Vancouver’s E.S.L. don’t play often, but when they do, they can fill venues with loyal followers. Tonight is no exception. The beatniks storm the stage, abandoning conversations and the crowd are now greeted by four very talented women who can play their instruments so well, they almost seem like extra appendages. E.S.L.’s set is a multi-genre experience spanning jazz, ska (maybe just because of the trumpet) and hip-hop. The crowd loses their shit when cellist Cris Derksen jumps up from her beastly instrument to front a cover of the Beastie Boys’ “Girls”. The band then keeps with the pace and breaks into a new song I can only assume is called “Super Bass”.
The crowd soaks it in and tries to keep up, especially with the die-hards in the middle who are bouncing around and smiling like Cheshire cats on speed. Looking around, it seems like everyone knows each other. If you aren’t in the loop, it’s a little like being at a slumber party you weren’t invited to.

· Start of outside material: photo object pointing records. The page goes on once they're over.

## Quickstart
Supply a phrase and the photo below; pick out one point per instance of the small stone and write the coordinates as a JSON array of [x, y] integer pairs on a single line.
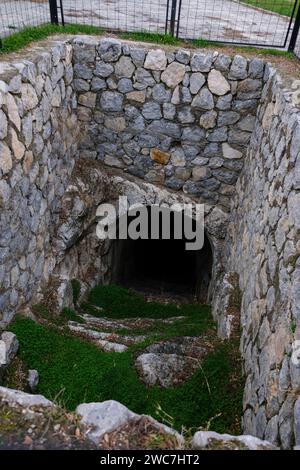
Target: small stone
[[197, 81], [124, 68], [115, 162], [151, 110], [222, 63], [182, 173], [15, 84], [176, 96], [185, 115], [125, 85], [256, 68], [224, 102], [97, 84], [174, 183], [88, 99], [110, 49], [238, 68], [103, 418], [12, 111], [217, 83], [17, 147], [5, 193], [225, 176], [33, 379], [11, 345], [218, 135], [111, 101], [29, 97], [143, 79], [183, 56], [169, 111], [138, 56], [103, 70], [160, 93], [27, 162], [249, 89], [138, 96], [117, 124], [3, 125], [201, 62], [178, 157], [247, 123], [208, 120], [160, 157], [227, 118], [156, 60], [200, 173], [203, 100], [173, 75], [165, 128]]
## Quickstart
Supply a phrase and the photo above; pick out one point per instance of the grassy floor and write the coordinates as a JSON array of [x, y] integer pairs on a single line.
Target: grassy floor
[[283, 7], [73, 371], [118, 302], [23, 38]]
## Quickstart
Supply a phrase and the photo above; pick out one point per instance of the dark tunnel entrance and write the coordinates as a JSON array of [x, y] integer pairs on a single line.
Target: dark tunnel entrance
[[163, 266]]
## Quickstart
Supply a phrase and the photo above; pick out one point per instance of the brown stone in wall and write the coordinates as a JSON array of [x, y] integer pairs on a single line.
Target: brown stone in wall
[[160, 157]]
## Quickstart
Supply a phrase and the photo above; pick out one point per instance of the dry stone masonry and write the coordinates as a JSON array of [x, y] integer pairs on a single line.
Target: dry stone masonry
[[83, 121], [179, 119]]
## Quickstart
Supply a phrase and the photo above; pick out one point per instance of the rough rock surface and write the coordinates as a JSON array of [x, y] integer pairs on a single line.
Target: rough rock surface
[[16, 397], [171, 363], [209, 440]]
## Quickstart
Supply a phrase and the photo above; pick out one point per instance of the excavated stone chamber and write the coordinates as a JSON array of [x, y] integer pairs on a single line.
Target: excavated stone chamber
[[85, 120]]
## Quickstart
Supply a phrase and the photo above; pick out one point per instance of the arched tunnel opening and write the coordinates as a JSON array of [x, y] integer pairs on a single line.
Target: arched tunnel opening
[[163, 265]]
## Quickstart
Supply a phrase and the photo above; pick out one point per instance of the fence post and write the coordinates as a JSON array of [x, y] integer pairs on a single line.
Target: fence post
[[295, 31], [173, 17], [53, 11]]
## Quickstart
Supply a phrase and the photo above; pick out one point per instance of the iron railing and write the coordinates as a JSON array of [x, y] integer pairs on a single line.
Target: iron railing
[[263, 23]]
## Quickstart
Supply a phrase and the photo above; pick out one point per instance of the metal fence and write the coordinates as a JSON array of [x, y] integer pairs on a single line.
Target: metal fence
[[265, 23]]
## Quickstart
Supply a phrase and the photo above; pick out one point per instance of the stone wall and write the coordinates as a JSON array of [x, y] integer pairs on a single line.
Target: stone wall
[[263, 247], [38, 145], [176, 119], [180, 119]]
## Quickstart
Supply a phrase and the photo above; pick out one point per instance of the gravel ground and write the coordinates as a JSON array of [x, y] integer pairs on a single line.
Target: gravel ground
[[224, 20]]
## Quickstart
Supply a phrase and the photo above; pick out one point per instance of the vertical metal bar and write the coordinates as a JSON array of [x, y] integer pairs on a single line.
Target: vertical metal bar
[[178, 18], [173, 17], [62, 13], [53, 11], [290, 23], [167, 17], [295, 32]]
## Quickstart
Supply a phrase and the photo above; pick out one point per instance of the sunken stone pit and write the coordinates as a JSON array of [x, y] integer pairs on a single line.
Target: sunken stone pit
[[85, 120]]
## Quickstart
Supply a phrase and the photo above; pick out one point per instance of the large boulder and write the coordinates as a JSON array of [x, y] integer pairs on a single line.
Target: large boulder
[[109, 416], [164, 370]]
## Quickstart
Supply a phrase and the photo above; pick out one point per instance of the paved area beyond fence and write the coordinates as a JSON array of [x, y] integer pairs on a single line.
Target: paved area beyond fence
[[219, 20]]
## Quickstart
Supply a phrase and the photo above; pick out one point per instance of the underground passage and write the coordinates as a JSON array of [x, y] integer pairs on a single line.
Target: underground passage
[[164, 265], [141, 332]]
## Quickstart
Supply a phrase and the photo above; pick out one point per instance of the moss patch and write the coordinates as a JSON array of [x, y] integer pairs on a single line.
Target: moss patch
[[77, 371]]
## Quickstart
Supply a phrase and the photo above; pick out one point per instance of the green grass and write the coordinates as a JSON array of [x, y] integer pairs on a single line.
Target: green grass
[[27, 36], [118, 302], [77, 372], [151, 37], [283, 7], [21, 39]]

Rae Spoon takes the stage around 11:30 p.m. and graces us with humble, appreciative banter as well as sharp talent that has a lot of the room speechless and most of the earlier chatter erased. People crowd around the stage for Spoon’s much anticipated set. The backing tracks played behind Spoon’s reverb-soaked guitar and luscious voice bring life to the evening, despite their inanimate presence. Spoon stops one early track prematurely as it plays out and says, simply, “Fuck that. It’s over.” Everyone cheers and Spoon takes their well-earned place as one of Canada’s most adored indie musicians.

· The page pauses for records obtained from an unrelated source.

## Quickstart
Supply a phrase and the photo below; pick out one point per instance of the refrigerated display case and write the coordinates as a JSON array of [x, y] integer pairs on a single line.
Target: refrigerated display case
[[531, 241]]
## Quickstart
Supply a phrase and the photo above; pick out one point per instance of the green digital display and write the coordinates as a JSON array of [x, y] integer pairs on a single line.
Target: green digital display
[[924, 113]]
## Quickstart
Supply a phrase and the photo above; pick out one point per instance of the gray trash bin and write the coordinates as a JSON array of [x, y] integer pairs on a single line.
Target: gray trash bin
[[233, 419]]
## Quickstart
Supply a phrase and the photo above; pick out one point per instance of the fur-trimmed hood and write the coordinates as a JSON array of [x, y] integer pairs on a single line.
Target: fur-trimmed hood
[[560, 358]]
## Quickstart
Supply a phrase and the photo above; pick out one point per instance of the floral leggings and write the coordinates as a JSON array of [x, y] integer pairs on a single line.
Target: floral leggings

This party is all about 2012’s I Can’t Keep All Of Our Secrets, which is Spoon’s latest record and soon to be their most acclaimed. Stepping into some unfamiliar territory, Spoon explains some of the new sounds on stage. “This song has a little bit of Leonard Cohen in it—at least in its production—and I’m pretty excited about that.” Spoon goes on to describe a song written with Berlin’s Alexandre Decoupigny as a “German folk song” and warns us of another; “Don’t get scared. I sound possessed in this one.”
Sometimes sounding like Talking Heads, other times like Cocteau Twins, Spoon jumps from one catchy song to another. At the end of the set, we’re told that the latest album was inspired by Girls Rock Camp. Spoon laughs and says, at GRC, “You just do whatever the eff you want. So now I’m fucking up solos all over Canada.”